Kini setelah Prancis menuduh pendiri Telegram gagal mencegah aktivitas ilegal di platformnya, raksasa teknologi lain mungkin punya alasan untuk mempertimbangkan kebijakan terbang ke Eropa.
Pavel Durov, kelahiran Rusia, dituduh melakukan “konspirasi” untuk mengoperasikan platform online yang mengizinkan transaksi ilegal, gambar pelecehan seksual terhadap anak-anak, dan konten ilegal lainnya.
Hal ini “belum pernah terjadi sebelumnya” bahwa seseorang dapat dimintai pertanggungjawaban pidana atas tindakan yang dipilih oleh pengguna platform teknologi, kata seorang pengacara Prancis kepada AFP.
Disadari atau tidak, aplikasi obrolan seperti Telegram – yang diklaim memiliki lebih dari 900 juta pengguna – hampir pasti mengandung konten ilegal, kata para ahli kepada AFP.
“Jelas jika mereka terus melanjutkan proses hukum terhadap Pavel Durov, platform lain mana pun bisa terkena ancaman yang sama,” kata pengacara Guillaume Martin kepada AFP.
Namun, gagasan penangkapan pemilik X Musk atau Mark Zuckerberg, yang grup Meta-nya termasuk Facebook dan WhatsApp, di Eropa masih di luar kemungkinan.
“Saya akan sangat terkejut jika ada negara anggota UE, termasuk Prancis, yang menangkap Elon Musk atas tuduhan serupa,” kata Jan Penfrat dari kelompok advokasi Hak Digital Eropa (EDRi) kepada AFP.
“Tetapi sekali lagi, saya juga terkejut mereka menangkap Durov.”
Meskipun membandingkan platform-platform tersebut terlihat menarik – seperti para pesaingnya, Telegram tidak berbasis di Prancis, dan Durov adalah sekutu Musk – ada perbedaan utama.
Pertama, Durov adalah warga negara Perancis, yang membuatnya lebih mungkin menjadi target Perancis.
Dan, terlepas dari sikap Musk yang sangat ekstrim dalam kebebasan berpendapat, dia secara umum mematuhi perintah pemerintah untuk menutup X, platform sosial yang sebelumnya dikenal sebagai Twitter.
Namun pada prinsipnya Telegram menolaknya.
“Memang benar bahwa kerja sama Telegram, jika ada, sangat terbatas,” kata Alexandre Lazaregue, seorang pengacara hak cipta digital.
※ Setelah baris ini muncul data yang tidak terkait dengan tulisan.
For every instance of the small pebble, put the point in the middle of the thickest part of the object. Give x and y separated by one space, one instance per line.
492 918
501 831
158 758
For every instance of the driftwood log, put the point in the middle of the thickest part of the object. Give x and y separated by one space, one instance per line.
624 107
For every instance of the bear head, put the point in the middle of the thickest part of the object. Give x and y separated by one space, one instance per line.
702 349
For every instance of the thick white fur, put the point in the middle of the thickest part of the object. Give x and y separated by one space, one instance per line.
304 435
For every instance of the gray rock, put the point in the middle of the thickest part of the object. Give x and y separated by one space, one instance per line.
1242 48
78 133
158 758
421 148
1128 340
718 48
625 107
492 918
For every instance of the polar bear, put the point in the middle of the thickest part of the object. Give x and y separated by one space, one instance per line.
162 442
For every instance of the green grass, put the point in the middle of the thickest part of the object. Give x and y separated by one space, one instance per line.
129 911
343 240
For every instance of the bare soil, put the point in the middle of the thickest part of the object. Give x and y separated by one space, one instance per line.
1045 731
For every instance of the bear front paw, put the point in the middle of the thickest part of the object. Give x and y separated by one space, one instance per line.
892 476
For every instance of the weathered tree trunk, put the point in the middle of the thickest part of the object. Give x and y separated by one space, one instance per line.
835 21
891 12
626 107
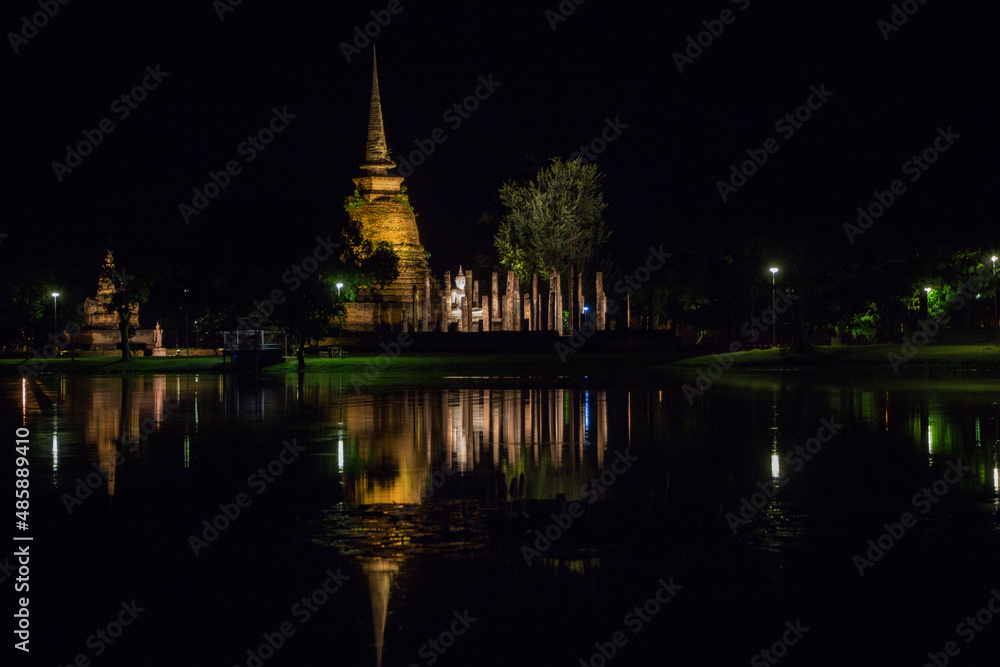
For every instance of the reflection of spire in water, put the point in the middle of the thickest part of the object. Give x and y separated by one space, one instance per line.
775 460
379 572
388 446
“Mereka tidak menanggapi surat, tidak menanggapi panggilan pengadilan, mereka bahkan tidak memiliki perwakilan hukum di pengadilan…sedangkan Facebook, Twitter, dll. masih memiliki pengacara terkenal di Paris.”
Penfrat mengatakan perbandingan dengan layanan seperti Signal atau WhatsApp juga menyesatkan karena dienkripsi secara default, tidak seperti Telegram.
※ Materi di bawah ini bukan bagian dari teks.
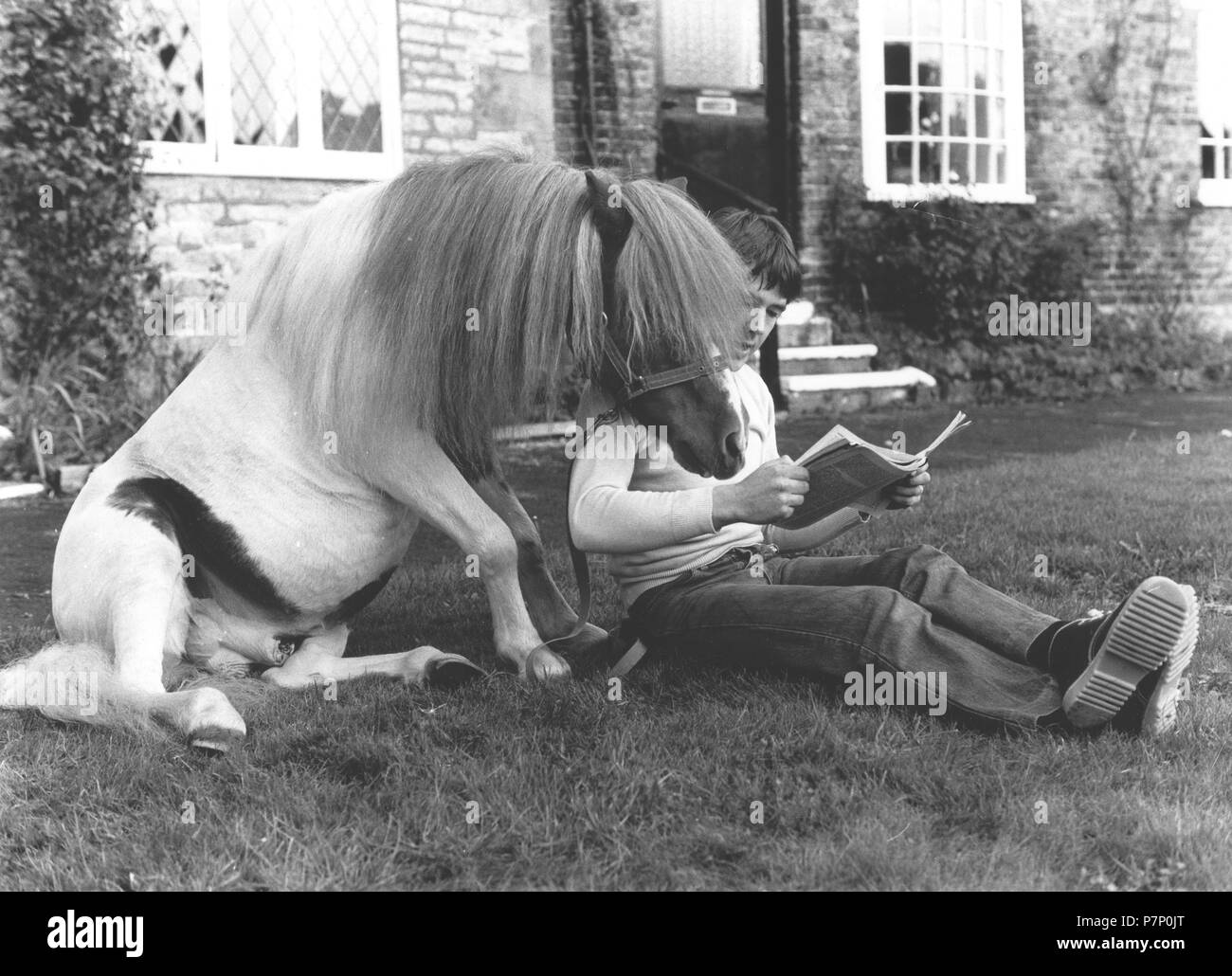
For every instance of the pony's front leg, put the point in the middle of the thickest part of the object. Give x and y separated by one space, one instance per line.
422 477
320 660
550 611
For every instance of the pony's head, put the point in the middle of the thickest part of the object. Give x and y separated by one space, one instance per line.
447 300
672 299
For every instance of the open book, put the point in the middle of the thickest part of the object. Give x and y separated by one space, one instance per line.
842 468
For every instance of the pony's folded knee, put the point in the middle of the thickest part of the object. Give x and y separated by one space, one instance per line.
497 550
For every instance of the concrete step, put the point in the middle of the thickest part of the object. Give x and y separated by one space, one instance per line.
854 390
812 360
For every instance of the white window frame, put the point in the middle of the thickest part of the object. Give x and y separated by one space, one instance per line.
220 155
873 105
1211 191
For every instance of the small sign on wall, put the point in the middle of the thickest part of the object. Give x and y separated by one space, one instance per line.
716 105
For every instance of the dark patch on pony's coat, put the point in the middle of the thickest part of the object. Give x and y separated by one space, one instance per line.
184 517
357 600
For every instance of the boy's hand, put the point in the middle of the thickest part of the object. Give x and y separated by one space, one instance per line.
768 495
907 492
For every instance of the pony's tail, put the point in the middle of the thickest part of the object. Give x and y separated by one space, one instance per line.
75 683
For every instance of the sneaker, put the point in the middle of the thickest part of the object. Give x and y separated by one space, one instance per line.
1150 636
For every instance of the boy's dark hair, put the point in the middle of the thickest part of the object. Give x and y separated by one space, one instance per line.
764 245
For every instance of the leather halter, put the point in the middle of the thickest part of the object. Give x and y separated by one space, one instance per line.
635 385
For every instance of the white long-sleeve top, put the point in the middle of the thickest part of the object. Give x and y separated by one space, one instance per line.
631 500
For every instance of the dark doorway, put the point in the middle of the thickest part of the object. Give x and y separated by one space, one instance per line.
726 116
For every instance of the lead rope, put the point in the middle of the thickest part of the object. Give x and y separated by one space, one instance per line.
582 574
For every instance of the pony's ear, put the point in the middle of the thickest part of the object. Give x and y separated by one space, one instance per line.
607 208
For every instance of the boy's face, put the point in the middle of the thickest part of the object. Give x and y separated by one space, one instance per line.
762 320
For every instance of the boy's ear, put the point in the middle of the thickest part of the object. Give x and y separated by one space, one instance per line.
607 208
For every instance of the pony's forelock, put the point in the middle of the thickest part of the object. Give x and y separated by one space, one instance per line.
679 283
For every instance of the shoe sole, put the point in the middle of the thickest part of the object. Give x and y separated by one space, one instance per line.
1157 626
1161 713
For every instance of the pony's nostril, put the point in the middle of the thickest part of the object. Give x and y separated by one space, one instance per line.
734 446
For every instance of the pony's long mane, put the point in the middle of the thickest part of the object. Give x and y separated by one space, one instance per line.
444 299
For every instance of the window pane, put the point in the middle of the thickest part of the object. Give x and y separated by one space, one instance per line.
898 19
171 35
928 66
898 163
263 73
982 116
928 17
931 162
981 164
955 74
977 20
960 165
977 60
931 114
898 64
711 44
898 114
350 78
956 115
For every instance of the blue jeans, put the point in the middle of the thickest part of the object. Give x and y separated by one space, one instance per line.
903 611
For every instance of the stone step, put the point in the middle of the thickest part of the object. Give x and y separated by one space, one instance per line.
801 325
812 360
854 390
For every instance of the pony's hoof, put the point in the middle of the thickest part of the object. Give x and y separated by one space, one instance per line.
450 671
542 665
587 650
213 724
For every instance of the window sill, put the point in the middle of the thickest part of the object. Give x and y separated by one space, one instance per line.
920 192
172 159
1215 192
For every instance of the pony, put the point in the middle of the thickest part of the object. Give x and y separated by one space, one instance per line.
242 529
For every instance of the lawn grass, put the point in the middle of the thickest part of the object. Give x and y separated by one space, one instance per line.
575 791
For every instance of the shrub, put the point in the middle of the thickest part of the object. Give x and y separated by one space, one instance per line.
73 212
918 281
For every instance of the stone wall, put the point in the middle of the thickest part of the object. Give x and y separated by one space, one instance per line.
475 73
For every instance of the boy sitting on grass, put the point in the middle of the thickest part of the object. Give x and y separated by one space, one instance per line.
702 572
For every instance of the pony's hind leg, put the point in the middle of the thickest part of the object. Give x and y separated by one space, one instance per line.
422 477
550 611
319 660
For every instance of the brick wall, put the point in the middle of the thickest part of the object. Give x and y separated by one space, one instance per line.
475 73
616 86
1091 150
828 85
1115 138
516 72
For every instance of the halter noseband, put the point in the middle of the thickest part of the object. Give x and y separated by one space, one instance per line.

Jadi Signal dan WhatsApp bisa bilang, 'Kami bekerja sama, hanya saja kami tidak punya pesan,'' ujarnya.
“Tetapi Telegram berkata: 'Ya, kami dapat memberi Anda semua informasi ini karena tersedia dalam bentuk teks biasa di server kami, tapi maaf, kami tidak akan melakukan itu.'”
Sikap khusus Durov dan Telegram menunjukkan bahwa raksasa teknologi lainnya tidak perlu khawatir.
Namun Penfrat mengaku khawatir tindakan terhadap Telegram dapat digunakan sebagai preseden untuk menindak layanan enkripsi lainnya.
Lembaga penegak hukum di seluruh dunia telah lama berpendapat bahwa mereka memerlukan akses terhadap pesan terenkripsi untuk mencegah aktivitas kriminal.
Namun layanan seperti WhatsApp dan Signal melawan, dengan mengatakan bahwa satu-satunya solusi adalah melarang enkripsi.
“Melihat tuduhan-tuduhan ini benar-benar menimbulkan banyak tanda bahaya, terkesan acak dan tidak terlalu meyakinkan,” kata Penfract. Menurutnya, ini seperti mencoba menyalahkan pembuat pisau atas penikaman.
Pengacara Martine mengatakan akan “sangat berbahaya” jika mencoba meminta pertanggungjawaban Telegram atas tindakan penggunanya, dan menyamakannya dengan menuntut Europcar karena menyewakan kendaraan kepada pengedar narkoba.
Lazareg menyimpulkan bahwa dakwaan terhadap Durov mendorong definisi hukum “kolusi” hingga mencapai batasnya.
“Untuk dinyatakan bersalah melakukan konspirasi, Anda tetap harus menyadari bahwa ada kejahatan yang sedang terjadi dan berniat untuk mengambil bagian di dalamnya,” katanya.